The concentration of heat-trapping CO2 pollution in the atmosphere has passed the 400 parts per million (ppm) threshold in Antarctica for the first time in at least 800,000 years, and possibly as long as 4 million years, scientists reported this week.
The new measurements, reported by British and US research stations, show that every corner of the planet is being affected by the burning of fossil fuels, according to British Antarctic Survey (BAS) scientists who track environmental changes on the frozen continent.
“CO2 is rising faster than it was when we began measurements in the 1980s. We have changed our planet to the very poles,” sad British Antarctic Survey scientist Dr. David Vaughn, who reported on the readings from the Halley VI Research Station.

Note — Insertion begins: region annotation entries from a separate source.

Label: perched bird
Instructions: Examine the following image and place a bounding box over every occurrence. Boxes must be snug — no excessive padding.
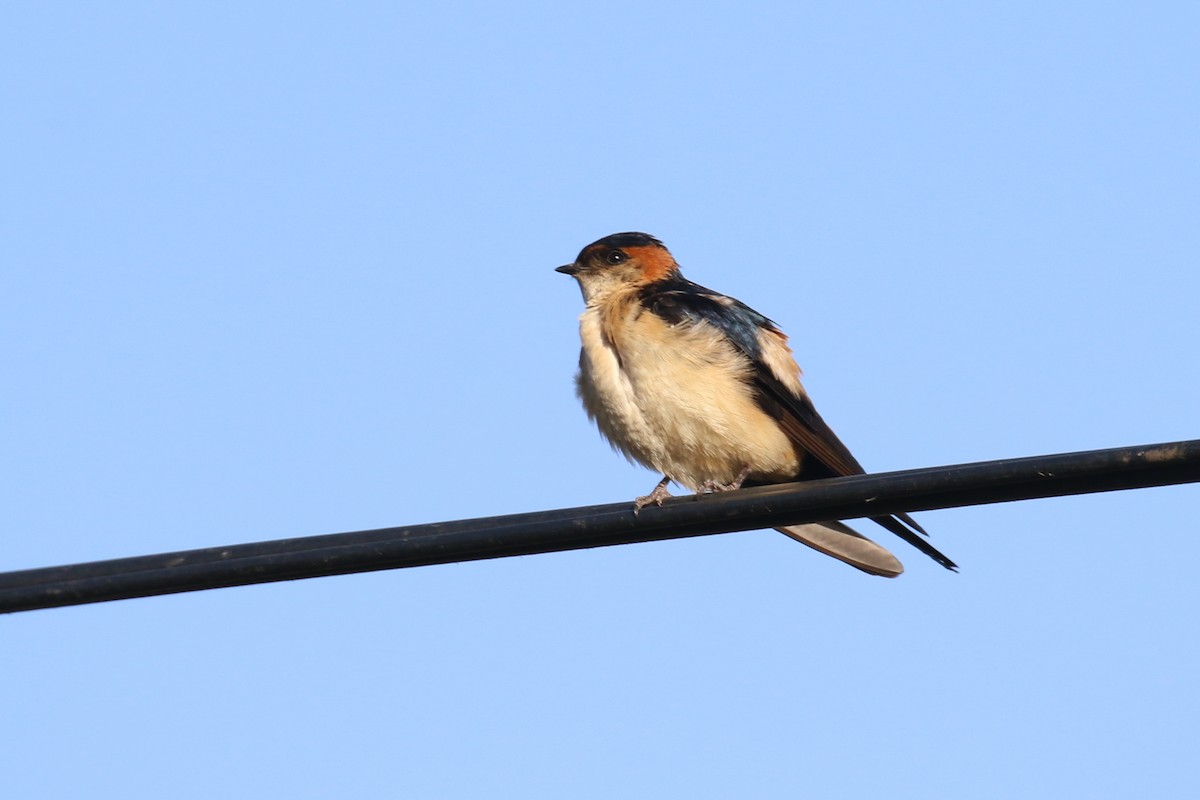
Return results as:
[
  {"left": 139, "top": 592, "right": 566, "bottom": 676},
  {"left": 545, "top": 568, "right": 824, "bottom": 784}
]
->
[{"left": 557, "top": 233, "right": 956, "bottom": 578}]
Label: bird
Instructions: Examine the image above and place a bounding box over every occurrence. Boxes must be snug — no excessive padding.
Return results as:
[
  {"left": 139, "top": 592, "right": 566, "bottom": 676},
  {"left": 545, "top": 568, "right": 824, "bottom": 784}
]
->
[{"left": 556, "top": 231, "right": 958, "bottom": 578}]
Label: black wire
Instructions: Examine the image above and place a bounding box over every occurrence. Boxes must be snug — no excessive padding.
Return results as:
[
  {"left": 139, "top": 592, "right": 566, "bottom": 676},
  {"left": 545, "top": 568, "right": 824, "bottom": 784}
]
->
[{"left": 0, "top": 440, "right": 1200, "bottom": 613}]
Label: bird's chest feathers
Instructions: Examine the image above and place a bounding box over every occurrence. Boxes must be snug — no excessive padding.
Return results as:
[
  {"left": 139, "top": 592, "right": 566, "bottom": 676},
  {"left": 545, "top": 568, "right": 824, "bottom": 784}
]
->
[{"left": 578, "top": 291, "right": 794, "bottom": 488}]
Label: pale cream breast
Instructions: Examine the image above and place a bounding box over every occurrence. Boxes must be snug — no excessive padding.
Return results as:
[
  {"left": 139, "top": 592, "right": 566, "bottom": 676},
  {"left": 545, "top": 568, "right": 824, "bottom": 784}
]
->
[{"left": 578, "top": 295, "right": 798, "bottom": 491}]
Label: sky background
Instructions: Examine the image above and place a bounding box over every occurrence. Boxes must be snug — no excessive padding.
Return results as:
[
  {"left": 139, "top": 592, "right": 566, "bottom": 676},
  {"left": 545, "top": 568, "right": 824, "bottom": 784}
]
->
[{"left": 0, "top": 1, "right": 1200, "bottom": 799}]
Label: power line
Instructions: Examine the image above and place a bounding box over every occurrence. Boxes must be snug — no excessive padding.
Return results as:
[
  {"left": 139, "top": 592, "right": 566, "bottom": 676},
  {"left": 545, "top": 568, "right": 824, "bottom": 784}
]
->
[{"left": 0, "top": 440, "right": 1200, "bottom": 613}]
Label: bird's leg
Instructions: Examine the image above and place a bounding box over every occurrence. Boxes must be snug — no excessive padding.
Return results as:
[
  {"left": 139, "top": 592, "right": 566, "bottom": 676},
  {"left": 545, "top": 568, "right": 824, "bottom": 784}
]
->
[
  {"left": 700, "top": 464, "right": 750, "bottom": 492},
  {"left": 634, "top": 475, "right": 671, "bottom": 513}
]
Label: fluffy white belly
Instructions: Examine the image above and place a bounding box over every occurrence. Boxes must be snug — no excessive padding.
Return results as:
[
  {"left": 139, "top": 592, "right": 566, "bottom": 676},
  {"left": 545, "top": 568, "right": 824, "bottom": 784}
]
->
[{"left": 577, "top": 309, "right": 798, "bottom": 491}]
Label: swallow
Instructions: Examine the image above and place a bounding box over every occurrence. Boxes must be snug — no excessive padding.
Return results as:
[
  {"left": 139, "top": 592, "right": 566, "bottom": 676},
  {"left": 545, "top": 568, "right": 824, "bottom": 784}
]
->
[{"left": 556, "top": 233, "right": 958, "bottom": 578}]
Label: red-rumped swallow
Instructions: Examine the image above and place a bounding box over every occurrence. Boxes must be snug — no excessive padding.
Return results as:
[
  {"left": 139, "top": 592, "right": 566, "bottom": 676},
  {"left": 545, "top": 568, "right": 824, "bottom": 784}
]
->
[{"left": 557, "top": 233, "right": 956, "bottom": 578}]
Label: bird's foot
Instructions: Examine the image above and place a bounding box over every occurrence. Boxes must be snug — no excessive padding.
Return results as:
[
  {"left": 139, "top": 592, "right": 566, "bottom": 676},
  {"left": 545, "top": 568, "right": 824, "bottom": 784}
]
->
[
  {"left": 634, "top": 476, "right": 671, "bottom": 515},
  {"left": 700, "top": 467, "right": 750, "bottom": 493}
]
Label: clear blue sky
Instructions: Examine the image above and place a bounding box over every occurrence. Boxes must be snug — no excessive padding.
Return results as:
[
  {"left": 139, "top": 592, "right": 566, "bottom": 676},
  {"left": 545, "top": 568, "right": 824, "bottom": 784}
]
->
[{"left": 0, "top": 2, "right": 1200, "bottom": 799}]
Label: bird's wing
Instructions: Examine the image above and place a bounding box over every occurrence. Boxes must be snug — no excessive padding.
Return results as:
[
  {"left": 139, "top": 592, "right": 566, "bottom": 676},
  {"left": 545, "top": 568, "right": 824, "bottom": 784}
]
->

Independently, researchers with the National Oceanic and Atmospheric Administration this week also reported a similar reading from the Amundsen-Scott South Pole Station.
Before humans started wide-scale burning of coal, oil and gas in the mid-1800s, the CO2 level had been steady at about 280 ppm for many millennia. Since then, the concentration has increased in lockstep with fossil-fuel combustion, at a rate of about 2.1 ppm per year. The steady increase means more and more heat is trapped near the surface of the Earth, melting ice caps, intensifying heat waves and droughts, raising sea levelsand killing corals reefs.
CO2 concentrations in the Northern Hemisphere first reached the 400 ppm level in 2013, said Pieter Tans, head of NOAA’s long-term greenhouse gas monitoring program. In 2014, they stayed above the mark for three months, and last year for five months. This year, climate trackers said they increased at a record rate and they’re set to stay above that level for many decades, if not centuries, depending on future fossil-fuel combustion.